Geçen gün D&R’ da kitaplara bakarken bir kitap
dikkatimi çekti. “Yalnız Seni Arıyorum-Nahit Hanım’a Mektuplar” Yapi Kredi Yayınları (YKY) tarafından yayınlanmış.
Orhan Veli’nin en
büyük aşkı Nahit Hanım’a yazdığı mektupları Murat Yalçın derlemiş.
Orhan Veli’ nin
şiirlerinin sıkı bir okuyucusu olarak kitabın ilgimi çekmemesi imkansızdı.
Aldım tabii. Fakat vakitsizlikten bir türlü okuyamamıştım.
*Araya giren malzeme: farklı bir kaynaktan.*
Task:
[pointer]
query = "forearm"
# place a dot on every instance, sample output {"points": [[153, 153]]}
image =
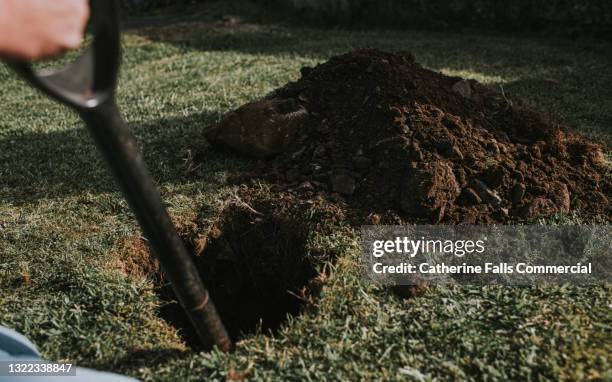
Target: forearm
{"points": [[34, 29]]}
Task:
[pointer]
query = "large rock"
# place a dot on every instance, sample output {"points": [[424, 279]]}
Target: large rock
{"points": [[260, 129]]}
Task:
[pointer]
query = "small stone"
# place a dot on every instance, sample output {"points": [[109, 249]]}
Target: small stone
{"points": [[343, 183], [319, 152], [493, 148], [306, 186], [428, 190], [457, 153], [518, 176], [488, 195], [517, 193], [463, 88], [470, 196], [560, 195], [536, 152], [292, 175], [374, 218], [336, 197], [362, 163]]}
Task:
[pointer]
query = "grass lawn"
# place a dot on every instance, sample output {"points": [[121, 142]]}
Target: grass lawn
{"points": [[64, 225]]}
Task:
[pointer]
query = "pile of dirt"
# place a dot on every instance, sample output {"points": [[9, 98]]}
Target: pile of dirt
{"points": [[392, 142]]}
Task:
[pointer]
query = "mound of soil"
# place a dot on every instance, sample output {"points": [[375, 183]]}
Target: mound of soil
{"points": [[393, 142]]}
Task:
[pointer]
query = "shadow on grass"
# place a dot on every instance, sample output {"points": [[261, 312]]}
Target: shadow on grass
{"points": [[60, 164]]}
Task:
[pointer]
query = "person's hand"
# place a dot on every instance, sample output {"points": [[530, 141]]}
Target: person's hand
{"points": [[35, 29]]}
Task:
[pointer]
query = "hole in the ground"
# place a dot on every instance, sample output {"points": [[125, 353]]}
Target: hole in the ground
{"points": [[256, 269]]}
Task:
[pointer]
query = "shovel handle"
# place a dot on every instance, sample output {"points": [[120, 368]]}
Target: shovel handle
{"points": [[118, 147], [88, 86]]}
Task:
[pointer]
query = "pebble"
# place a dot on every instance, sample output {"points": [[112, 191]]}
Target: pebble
{"points": [[488, 195], [362, 163], [518, 192], [343, 183], [471, 196]]}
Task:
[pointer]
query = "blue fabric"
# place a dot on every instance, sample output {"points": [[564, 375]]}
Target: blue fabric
{"points": [[15, 347]]}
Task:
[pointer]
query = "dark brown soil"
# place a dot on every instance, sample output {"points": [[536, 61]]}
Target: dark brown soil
{"points": [[257, 263], [391, 142]]}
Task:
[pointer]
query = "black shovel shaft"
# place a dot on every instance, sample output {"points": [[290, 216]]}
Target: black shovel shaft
{"points": [[118, 147]]}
Bugün bir çırpıda
okudum ve paylaşmak istedim.
Kimdir Nahit Hanım?
Samet Ağaoğlu’nun anılarında “Rönesans
gibi kadın” diye tanımladığı, Cemal Süreyya’nın “bin dokuz yüz yirmi üç gibi kadın ya da
Cumhuriyet gibi kadın da diyebiliriz”
satırlarıyla ifade ettiği tam bir Cumhuriyet kadınıdır Nahit Hanım.
Orhan Veli’nin;
“Bir de sevgilim
vardır, pek muteber,
İsmini söyleyemem,
Edebiyat tarihçisi
bulsun” dizelerindeki unutulamayan, derin bir aşkla bağli olunan sevgilidir Nahit Hanım.
Kitabın editörü
Murat Yalçın; Nahit Hanım için “Orhan Veli’nin 36 yıllık ömrünün en büyük
sevdası denilebilir” diye yazmış.
Nahit Hanım 1909
yılında doğmuş. Ankara kız lisesinde ve İstanbuldaki liselerde öğretmenlik
yapmış, edebiyatı öğrencilerine sevdirmiş, eğitimci Halil Vedat Fıratlı ve şair
Arif Damar ile evlilikler yapmış, Orhan Veli’nin en büyük aşkı olarak tanınmış bir
Cumhuriyet kadını.
Orhan Veli’nin
kendisine yazdığı mektupları Orhan Veliden sonra yaşadığı 52 sene boyunca
kimseyle paylaşmamış, bu mektupları yayınlaması için yapılan tüm teklifleri
geri çevirmiş bir hanımefendi O.
Kitabı oluşturan
mektupları okurken satırlarda Orhan Veli’nin yaşamındaki güçlükleri, parasızlığı, bu
parasızlık içinde bile aşkında yaşam gücü bulmasını yüregimde ince bir sızı ile
okudum.
Nahit Hanım’a yine
aşkını, özlemini anlattığı bir mektubunda “O'nun yanına Ankaraya gitmek istediğini
ama hem yol parasını tedarik edemediğini, hem de yol parası bulsa bile sırtında pardesüsü
olmadığını, ayakkabılarının ise hala yazlık ayakkabı olduğunu” yazıyor ama bu
kadar çaresiz bir parasızlıkta bile satır aralarına aşkını sığdırıyor, aşkından
yaşam gücü buluyor.
Ne yazık ki
edebiyatçı’nın ressam’ın değerini yaşarken bilmiyoruz. Bugün aşkı, sevgiyi
anlatmak için şiirlerinden alıntı dizelere başvuruyoruz ama yaşarlarken
umursamıyoruz bile.
Orhan Veli'ye zaten
hayrandım, Nahit Hanıma da hayran oldum aşkına vefasına, aşkına saygısına. Yerinde
başka biri olsa o mektuplardan ne romanlar yazdırır, ne paralar kazanırdı. O
sandığına ve yüreğine gömmeyi tercih etmiş bu büyük aşkı. Işıklar içinde yatsın.
Umarım gittikleri yerde beraberlerdir, kavuşmuşlardır.